Discover the new McDonald’s nutrition information
Making nutrition information more accessible and easier to understand, to help you make choices that suit you and your family’s needs.
McDonald’s has a long history of making nutrition information available to its customers. In 2006 we became the first restaurant chain to roll-out a nutrition information system on our packaging that was science based, consumer inspired and stakeholder endorsed. Today we are evolving the system to reflect new European legislation while making sure it remains relevant, simple and easily interpreted.
So what’s new?
The new European legislation comes into effect from 13th December 2014, so we have taken this opportunity to ask our customers how they want to receive nutrition information, and reacted accordingly
Although we are not obliged by law to do so, we choose to continue to provide easy access to nutritional information in a clear and simple way that works for you.
At McDonald’s, our ambition is to pass on this information in an easy and understandable manner.
To achieve this, we conducted consumer research across different European countries to evaluate the best way to provide nutrition information and establish what it should look like. We tested several options, and chose the approach that consumers told us was the easiest to understand.
What does the new nutrition information system look like?
Where will the new information be available?
The nutritional information will continue to be clearly visible on the packaging of all McDonald’s permanent food items. Furthermore, QR codes on the packaging may be scanned with your Smartphone and will drive you directly to the relevant nutritional information online.
Our website also contains nutritional information for practically all menu items and, because there is more space, you can access information on other nutrients such as carbohydrates, fibre and proteins.
Why is the energy information in kcal and kJ?
Kilocalories and Kilojoules are both units of energy. The food we eat provides our body with energy and both Kilocalorie and Kilojoules are alternative ways of measuring the energy contained in food.
Kilocalories, most often referred to as calories, are abbreviated to kcal and kilojoules are abbreviated to kJ. They both measure the same thing. One kilocalorie is equivalent to 4.2 kilojoules.
This is just the same as a person talking about their height. You could say you are 5 feet 10 inches tall, or you could say 177cm. They both mean the same thing – one isn’t taller than the other.
The new European legislation states that wherever energy values are displayed, values must now be shown in both kcal and kJ.
Why do you no longer use GDAs (Guideline Daily Amount) but talk about Reference Intakes or RI instead?
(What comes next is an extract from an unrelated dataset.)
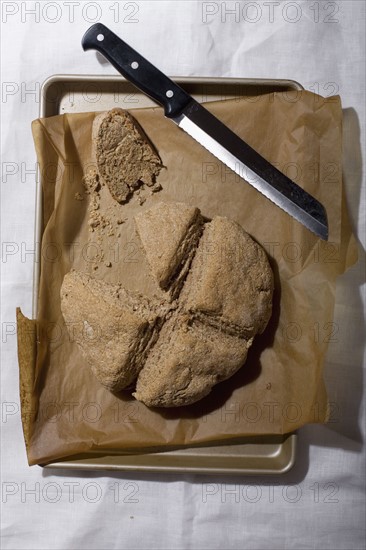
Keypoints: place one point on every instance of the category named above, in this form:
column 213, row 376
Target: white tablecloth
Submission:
column 320, row 502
The new legislation requires us to use Reference Intake, or RI instead of GDA. While the name is different, it represents exactly the same thing.
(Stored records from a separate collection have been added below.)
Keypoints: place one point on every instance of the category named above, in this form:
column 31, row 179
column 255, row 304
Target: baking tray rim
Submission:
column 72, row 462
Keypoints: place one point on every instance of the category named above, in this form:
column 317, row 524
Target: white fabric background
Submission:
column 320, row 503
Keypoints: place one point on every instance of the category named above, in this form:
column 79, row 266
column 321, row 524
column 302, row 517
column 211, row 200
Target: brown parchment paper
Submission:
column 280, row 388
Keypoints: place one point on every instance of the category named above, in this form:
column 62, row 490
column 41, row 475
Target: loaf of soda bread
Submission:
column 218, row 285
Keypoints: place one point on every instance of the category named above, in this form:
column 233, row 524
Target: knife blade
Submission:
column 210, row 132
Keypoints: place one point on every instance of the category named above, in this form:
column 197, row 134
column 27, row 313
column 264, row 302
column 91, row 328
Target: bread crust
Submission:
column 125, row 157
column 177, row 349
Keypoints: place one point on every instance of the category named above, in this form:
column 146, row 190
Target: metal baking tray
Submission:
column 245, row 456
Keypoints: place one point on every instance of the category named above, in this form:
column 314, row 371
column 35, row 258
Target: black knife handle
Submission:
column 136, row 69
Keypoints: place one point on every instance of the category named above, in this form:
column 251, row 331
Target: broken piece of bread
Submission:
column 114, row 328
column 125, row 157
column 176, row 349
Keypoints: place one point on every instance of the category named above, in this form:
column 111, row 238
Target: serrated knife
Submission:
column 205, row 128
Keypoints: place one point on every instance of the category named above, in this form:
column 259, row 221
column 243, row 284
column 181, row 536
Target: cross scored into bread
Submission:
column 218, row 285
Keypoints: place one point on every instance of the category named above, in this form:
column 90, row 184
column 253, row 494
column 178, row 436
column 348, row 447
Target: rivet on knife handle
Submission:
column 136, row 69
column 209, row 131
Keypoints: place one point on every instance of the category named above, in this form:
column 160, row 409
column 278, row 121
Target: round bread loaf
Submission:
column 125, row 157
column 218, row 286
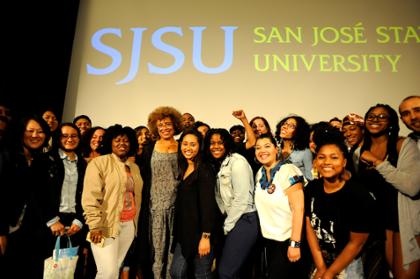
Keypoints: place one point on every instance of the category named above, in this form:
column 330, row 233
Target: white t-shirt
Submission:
column 274, row 209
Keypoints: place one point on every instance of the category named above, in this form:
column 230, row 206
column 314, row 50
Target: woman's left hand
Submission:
column 204, row 247
column 370, row 159
column 73, row 229
column 293, row 254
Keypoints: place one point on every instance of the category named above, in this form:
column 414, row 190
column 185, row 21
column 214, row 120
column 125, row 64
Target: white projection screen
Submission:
column 317, row 59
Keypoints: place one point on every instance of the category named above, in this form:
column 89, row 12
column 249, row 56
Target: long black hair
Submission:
column 392, row 132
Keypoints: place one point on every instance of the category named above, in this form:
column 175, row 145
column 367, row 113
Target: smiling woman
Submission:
column 195, row 210
column 111, row 200
column 338, row 214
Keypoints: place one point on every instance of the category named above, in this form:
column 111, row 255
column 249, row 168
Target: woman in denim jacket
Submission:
column 235, row 199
The European law has determined a new, single set of Reference Intakes (RIs) for all food and beverage companies in the EU, based on an adult, e.g. 2,000kcal or 8,400kJ. This is only an average and the amount of energy you need, can vary depending on age, gender and levels of physical activity. Traditionally, men would have a higher RI than woman.
Why are there no more reference intakes (ex-GDAs) on children’s products?
In the past, we have been one of the only companies to provide GDAs for our younger customers providing children’s GDA values (or from now on RI – Reference Intakes) for all items sold in Happy Meals e.g. Hamburgers, Cheeseburgers, 4 Chicken McNuggets. Unfortunately the new EU legislation does not define RI values for children, so children’s GDAs require to be removed. Children’s GDAs will be replaced with the average RI set in the legislation.
Why is there no more Reference Intake on fibre?
The new regulations do not include Reference Intakes for this nutrient. However, consumers are encouraged to consume fibre through a broader diet that includes fruits, vegetables and whole-grain products.